Face à l’inconnu, au mal-être, à la pathologie « invisible » mais perceptible, le musulman lambda va « consulter » un imam, qui, espère-t-il, va lui expliquer la nature de ses troubles, suite à quoi la guérison surviendra. Seulement, ce n’est pas aussi simple. De plus en plus d’imams orientent des patients vers les psychologues, car ils reconnaissent le côté mental de certaines affections et ne sont pas formés pour gérer ces troubles. L’imam est tout à fait disposé à rassurer, écouter, conseiller puis orienter un frère, une sœur, ce qui n’est nullement négligeable. C’est très important, pour nous, de pouvoir bénéficier de personnes craignant Dieu pour nous aider.

L’importance d’un soutien spirituel

L’imam, le cheikh, le professeur ou le représentant religieux est un tiers qui a son rôle dans la prise en charge des personnes souffrantes, mais il faut reconnaître ses limites. Dans tous les cas, ses connaissances vont permettre de nous aider à relativiser nos souffrances, ses rappels, qu’ils soient versets du Noble Coran, hadiths, récits de la vie des pieux prédécesseurs ou autres, ne peuvent que nous amener à réfléchir et nous orienter davantage vers Dieu.

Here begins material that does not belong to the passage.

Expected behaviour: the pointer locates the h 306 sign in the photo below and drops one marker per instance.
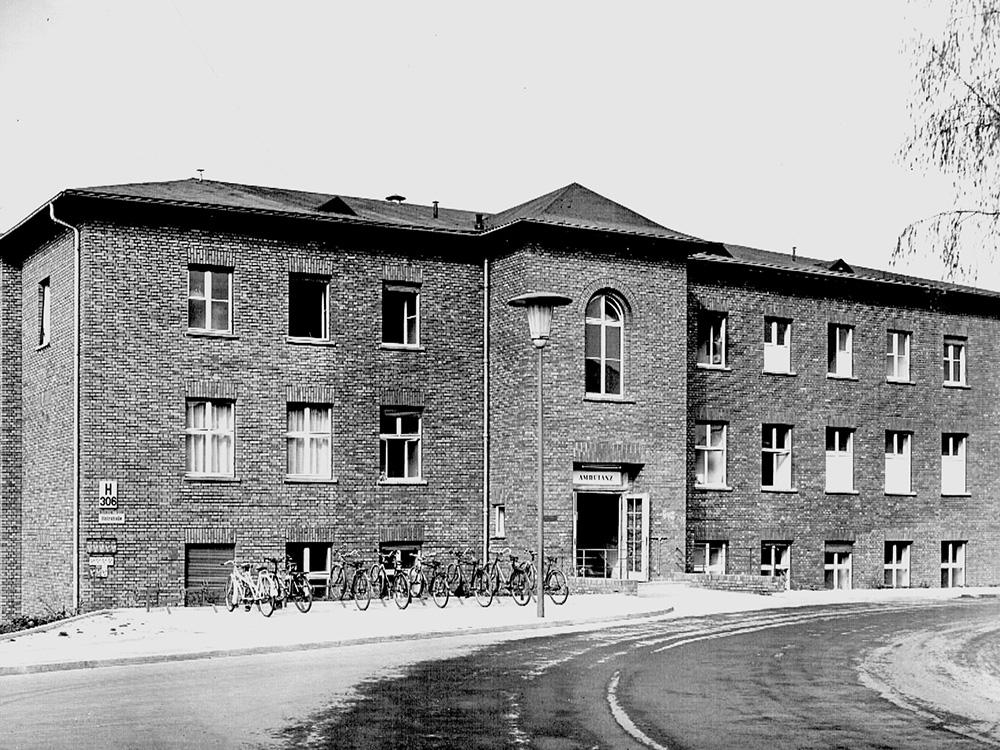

Celui qui fait un pas vers Allah le Très-Haut s’avance à lui.

Accepter l’épreuve, s’en remettre à Allah le Très-Haut, patienter, faire des aumônes, sont des conseils thérapeutiques et font partis de ce vers quoi nous voulons, nous thérapeutes musulmans, orienter nos patients. Lire le Coran, faire du dhikr, quoi de plus véridique pour chasser l’angoisse et fortifier sa foi. Mais souvent il faut en plus de cela une aide médicale, un soutien psychologique plus ciblé, permettant de trouver des moyens concrets pour faire face à certaines difficultés.

D’une complémentarité entre spiritualité et psychologie

J’ai le souvenir d’une sœur venue consulter, car elle n’arrivait vraiment pas à accepter la mort de son petit garçon de deux ans. Musulmane, pratiquante, elle était fortement soutenue par son mari/ Mais ses larmes ne cessaient de couler tellement la douleur était forte. Les séances avec elle avaient pour objectif de l’aider, non pas à oublier, car cela est impossible, mais à accepter ce choix divin. Travailler autour de ce que représente la mort, tant selon l’islam que selon la psychanalyse (seul point commun à tous les êtres humains, seule chose que nous ne pouvons tester, raisons de cette douleur, etc.), l’aidait à relativiser. Réfléchir sur le sens des épreuves l’a également soulagé. Je lui ai demandé de lire la passage dans sourate Al-Kahf, sourate la Caverne (verset 80) où Allah le Très-Haut explique les raisons de la mort d’un enfant pour le bien-être de ses parents.

Lui permettre de se lâcher totalement, de pouvoir exprimer sa peine, sa douleur, sa colère, dans un cadre contenant, sans jugement, aidant, lui a fait beaucoup de bien. C’est aussi ça une thérapie, c’est poser quelque part quelque chose de lourd qui ne va pas rester sans retour, qui sera écouté, élaboré, raisonné et peut-être accepté. Du moins on essaie.

Des exemples, permettant de montrer la complémentarité de la religion avec la psychologie, il y en a des centaines. Aucune consultation avec un patient musulman ne s’est déroulé sans référence à l’islam. Je tiens vraiment à le préciser, car certaines personnes perçoivent en notre rôle une substitution à la religion, ce qui n’est évidemment pas le cas. Il s’agit de références complémentaires, c’est vraiment important de percevoir le travail du psychologue de cette façon car c’est ainsi que nous travaillons.